Я поспешил на Новорыбную сообщить про сегодняшнее судбище маме, но у нее как нарочно разыгралась мигрень. Мама лежала на диване как убитая, с изжелта-бледным лицом, с почерневшими веками.
Я начал было рассказывать ей о показаниях Жоры, но Маруся сделала мне знак „уходи“, и я удалился на цыпочках, так как во время мигрени маме было больно от всякого шума.
На улице я увидел — кого бы вы думали? — Риту Вадзинскую, и к моему сердцу снова прихлынуло счастье. Вся светлая, радостная, в прелестном сиреневом платье, она опять показалась мне поэтичной и праздничной, бесконечно далекой от каких бы то ни было низменных дрязг.
Закинув вверх красивую кудрявую голову, она стояла под балконом мадам Шершеневич и оживленно разговаривала с нею. Смущенный и растерянный, я прошел у нее за спиной и вдруг услыхал ее голос, неожиданно крикливый и резкий:
— …Говорю вам: они оба мазурики — и тот и другой.
Я понял, что она говорит о Циндилиндере и обо мне. В первую минуту я хотел было крикнуть ей какое-нибудь злое ругательство, но голоса у меня не хватило. В одно мгновение она стала для меня отвратительна. По молодости лет, по наивности я, как и всякий юноша, приучил себя думать, что у красивых девушек и мысли и чувства красивые, и мне было больно расстаться с этой благодатной иллюзией. Сколько впоследствии знал я красавиц с ничтожными мозгами и мелкими чувствами!
Впрочем, в то, что я вор, соучастник преступлений Циндилиндера, верила тогда не одна Рита Вадзинская. В доме Макри, как я позднее узнал, многие были такого же мнения. Говорили, будто я для того и пошел в маляры, чтобы высматривать для своего друга квартиры, которые легче ограбить.
Но должно же было так случиться, что через несколько дней на Дерибасовской улице, в банкирской конторе Юнкерса арестовали Жору Дракондиди, когда он — в великолепном костюме, с сигарой во рту — пытался разменять несколько фальшивых сторублевок. На квартире у него тотчас же сделали обыск и не нашли ничего, но в тот же вечер нагрянули к его чернобородому брату в „Заведение искусственных минеральных вод“ и хорошенько пошарили в яме, заваленной пустыми бутылками, и там на самом дне отыскали целый склад драгоценных вещей, золотых сережек, колец и в том числе часики мадам Чикуановой! Оказалось, что Жора — профессиональный грабитель, а его брат Фемистокл, торгующий содовой водой и сиропом, — скупщик краденого.

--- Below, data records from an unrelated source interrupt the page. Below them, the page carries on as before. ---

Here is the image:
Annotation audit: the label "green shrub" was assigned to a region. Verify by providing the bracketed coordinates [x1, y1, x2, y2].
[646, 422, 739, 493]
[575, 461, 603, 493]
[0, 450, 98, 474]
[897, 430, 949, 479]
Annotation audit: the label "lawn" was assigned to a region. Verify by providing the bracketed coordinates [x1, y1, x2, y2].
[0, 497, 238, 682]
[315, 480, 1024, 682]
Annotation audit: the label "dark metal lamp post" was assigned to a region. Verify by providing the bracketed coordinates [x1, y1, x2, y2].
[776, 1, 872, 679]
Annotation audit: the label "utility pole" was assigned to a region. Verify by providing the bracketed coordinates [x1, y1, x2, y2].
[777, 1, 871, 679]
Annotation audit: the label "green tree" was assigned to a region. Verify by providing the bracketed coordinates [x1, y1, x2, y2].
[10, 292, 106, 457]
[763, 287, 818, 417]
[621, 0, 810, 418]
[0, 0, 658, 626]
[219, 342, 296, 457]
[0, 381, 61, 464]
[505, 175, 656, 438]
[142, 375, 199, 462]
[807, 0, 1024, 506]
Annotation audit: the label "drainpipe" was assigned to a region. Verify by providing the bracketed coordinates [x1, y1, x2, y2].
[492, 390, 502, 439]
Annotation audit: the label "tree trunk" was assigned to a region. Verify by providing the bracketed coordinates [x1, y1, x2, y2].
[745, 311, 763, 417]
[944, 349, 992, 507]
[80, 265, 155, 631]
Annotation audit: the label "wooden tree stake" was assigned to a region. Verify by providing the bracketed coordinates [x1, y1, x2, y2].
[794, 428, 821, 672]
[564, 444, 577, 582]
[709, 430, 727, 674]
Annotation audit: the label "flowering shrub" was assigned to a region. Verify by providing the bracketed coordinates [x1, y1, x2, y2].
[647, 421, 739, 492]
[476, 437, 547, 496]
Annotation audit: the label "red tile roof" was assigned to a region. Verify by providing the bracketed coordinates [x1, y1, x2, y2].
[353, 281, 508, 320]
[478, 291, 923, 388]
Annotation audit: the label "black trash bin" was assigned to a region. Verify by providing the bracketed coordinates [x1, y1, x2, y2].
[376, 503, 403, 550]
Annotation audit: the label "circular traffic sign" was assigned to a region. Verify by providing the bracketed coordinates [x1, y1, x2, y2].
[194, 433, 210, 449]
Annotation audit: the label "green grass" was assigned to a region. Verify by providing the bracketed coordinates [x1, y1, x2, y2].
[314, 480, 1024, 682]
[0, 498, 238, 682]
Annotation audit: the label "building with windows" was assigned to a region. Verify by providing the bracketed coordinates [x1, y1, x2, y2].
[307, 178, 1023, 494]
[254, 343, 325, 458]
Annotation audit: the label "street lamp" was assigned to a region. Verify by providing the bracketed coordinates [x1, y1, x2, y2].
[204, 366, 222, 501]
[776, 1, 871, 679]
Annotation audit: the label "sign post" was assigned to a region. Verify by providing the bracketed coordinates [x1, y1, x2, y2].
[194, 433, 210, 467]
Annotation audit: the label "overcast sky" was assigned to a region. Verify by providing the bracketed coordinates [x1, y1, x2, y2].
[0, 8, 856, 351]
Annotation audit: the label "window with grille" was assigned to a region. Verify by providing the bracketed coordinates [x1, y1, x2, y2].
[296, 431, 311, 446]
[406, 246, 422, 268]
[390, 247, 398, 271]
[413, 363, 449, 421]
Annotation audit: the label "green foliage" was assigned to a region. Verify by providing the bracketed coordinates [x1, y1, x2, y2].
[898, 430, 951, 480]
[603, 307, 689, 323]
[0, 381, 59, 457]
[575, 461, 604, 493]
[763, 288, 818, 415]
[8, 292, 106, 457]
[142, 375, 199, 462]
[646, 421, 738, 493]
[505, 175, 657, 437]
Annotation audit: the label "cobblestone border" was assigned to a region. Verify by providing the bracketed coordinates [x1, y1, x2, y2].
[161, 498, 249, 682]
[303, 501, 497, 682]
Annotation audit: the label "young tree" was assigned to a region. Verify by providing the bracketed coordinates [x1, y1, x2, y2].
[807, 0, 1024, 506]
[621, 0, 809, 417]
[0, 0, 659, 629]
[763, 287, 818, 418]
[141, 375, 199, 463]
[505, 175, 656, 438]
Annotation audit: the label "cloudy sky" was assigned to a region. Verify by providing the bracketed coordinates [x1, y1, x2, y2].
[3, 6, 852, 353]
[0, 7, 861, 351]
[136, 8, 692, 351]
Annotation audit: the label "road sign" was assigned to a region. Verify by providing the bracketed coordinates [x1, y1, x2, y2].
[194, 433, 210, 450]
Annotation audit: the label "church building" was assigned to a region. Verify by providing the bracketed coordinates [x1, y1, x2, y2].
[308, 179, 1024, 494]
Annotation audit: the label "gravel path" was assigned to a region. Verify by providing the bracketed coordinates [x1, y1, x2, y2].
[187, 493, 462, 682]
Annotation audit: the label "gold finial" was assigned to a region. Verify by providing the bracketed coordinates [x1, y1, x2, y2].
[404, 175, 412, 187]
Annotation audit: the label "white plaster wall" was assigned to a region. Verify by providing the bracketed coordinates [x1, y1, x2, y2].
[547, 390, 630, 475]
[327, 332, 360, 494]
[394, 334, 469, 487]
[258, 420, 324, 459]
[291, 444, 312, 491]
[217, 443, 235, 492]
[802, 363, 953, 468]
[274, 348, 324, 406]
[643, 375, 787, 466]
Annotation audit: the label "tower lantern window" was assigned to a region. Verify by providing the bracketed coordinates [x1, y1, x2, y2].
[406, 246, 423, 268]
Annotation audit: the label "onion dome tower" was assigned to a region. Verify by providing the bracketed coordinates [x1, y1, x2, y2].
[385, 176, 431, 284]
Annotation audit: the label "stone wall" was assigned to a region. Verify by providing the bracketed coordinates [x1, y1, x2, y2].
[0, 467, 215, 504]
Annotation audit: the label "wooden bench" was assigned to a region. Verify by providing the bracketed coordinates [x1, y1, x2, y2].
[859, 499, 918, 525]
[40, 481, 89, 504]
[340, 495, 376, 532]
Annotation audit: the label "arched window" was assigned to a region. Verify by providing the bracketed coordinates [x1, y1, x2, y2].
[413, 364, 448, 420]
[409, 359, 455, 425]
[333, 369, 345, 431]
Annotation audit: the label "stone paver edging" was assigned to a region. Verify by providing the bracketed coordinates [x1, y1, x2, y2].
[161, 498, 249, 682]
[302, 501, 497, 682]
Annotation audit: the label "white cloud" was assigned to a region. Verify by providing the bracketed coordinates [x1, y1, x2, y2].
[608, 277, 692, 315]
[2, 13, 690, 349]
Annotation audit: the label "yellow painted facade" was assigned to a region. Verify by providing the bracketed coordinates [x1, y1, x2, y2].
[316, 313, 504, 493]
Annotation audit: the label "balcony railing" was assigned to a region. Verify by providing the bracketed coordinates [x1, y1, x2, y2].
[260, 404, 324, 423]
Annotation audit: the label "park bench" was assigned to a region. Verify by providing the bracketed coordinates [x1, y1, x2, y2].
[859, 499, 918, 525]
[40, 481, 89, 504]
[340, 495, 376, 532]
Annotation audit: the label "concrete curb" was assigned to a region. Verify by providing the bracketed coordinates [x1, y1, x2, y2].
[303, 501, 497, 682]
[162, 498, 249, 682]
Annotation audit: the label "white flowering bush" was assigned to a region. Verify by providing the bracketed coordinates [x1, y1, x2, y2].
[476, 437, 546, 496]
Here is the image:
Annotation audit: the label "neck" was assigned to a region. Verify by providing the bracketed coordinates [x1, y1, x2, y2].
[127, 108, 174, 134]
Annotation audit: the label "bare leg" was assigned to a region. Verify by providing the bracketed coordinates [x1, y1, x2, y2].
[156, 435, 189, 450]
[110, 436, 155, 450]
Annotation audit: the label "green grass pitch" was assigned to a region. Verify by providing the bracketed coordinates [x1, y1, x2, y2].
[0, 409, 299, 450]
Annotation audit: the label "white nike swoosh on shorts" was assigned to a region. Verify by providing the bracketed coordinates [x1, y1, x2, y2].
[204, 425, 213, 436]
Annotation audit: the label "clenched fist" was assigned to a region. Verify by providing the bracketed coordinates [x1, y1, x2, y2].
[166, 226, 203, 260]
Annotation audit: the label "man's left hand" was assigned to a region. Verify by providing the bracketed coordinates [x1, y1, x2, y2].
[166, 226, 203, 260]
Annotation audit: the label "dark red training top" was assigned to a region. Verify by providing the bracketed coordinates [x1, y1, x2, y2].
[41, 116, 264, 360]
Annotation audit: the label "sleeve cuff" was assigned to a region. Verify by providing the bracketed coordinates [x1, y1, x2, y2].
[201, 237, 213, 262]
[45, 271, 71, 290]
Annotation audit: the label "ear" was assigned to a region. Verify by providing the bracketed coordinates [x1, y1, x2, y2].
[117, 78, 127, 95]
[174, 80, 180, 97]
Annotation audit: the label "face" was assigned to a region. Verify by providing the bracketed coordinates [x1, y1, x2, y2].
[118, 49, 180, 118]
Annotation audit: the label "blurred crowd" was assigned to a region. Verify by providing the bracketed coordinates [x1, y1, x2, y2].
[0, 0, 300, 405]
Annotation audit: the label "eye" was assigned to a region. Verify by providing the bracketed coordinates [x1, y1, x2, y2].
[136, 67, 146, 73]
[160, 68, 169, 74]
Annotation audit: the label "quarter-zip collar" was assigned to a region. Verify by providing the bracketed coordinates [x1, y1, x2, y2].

Кроме часиков мадам Чикуановой, в яме были найдены ордена ее покойного мужа, ее веер из слоновой кости…
Но как, спрашивается, вещи, принадлежавшие ей, могли появиться в хибарке Циндилиндера на Большой Арнаутской?
Дело в том, что к этой хибарке вели три или четыре ступеньки из трухлявых и занозистых досок. Если приподнять одну ступеньку, самую верхнюю, под нею открывалась дыра, ведущая в подполье хибарки.
Этим-то и воспользовался Жора (он же Георг Дракондиди). Ограбив квартиру мадам Чикуановой, он присвоил себе все наиболее ценные вещи, а шкатулку, и зонтик, и прочую грошовую мелочь подкинул тайком Циндилиндеру (в знойный день, когда жители дома спрятались от солнца за плотными ставнями), после чего сообщил анонимной запиской приставу Ивану Карабашу, что украденные вещи находятся под половицами такой-то квартиры, занимаемой Иосифом Штоком, ограбившим мадам Чикуанову.
Отчего же ему понадобилось губить Циндилиндера? Причина была очень простая. Когда-то Циндилиндер, чуть не с двенадцати лет, принадлежал к той же шайке, что и Георг Дракондиди. Главарем у них был Фемистокл. Циндилиндер „работал“ для него три или четыре „сезона“, но вдруг, как мы знаем, решил покончить навсегда с воровством и заявил об этом Фемистоклу. Фемистокл был в бешенстве. Он не сомневался, что Циндилиндер рано или поздно сообщит полицейским о его темных делах, и тогда ему, Дракондиди, может прийтись туговато. Он долго уговаривал Циндилиндера вернуться к воровскому ремеслу, прельщая его большими деньгами.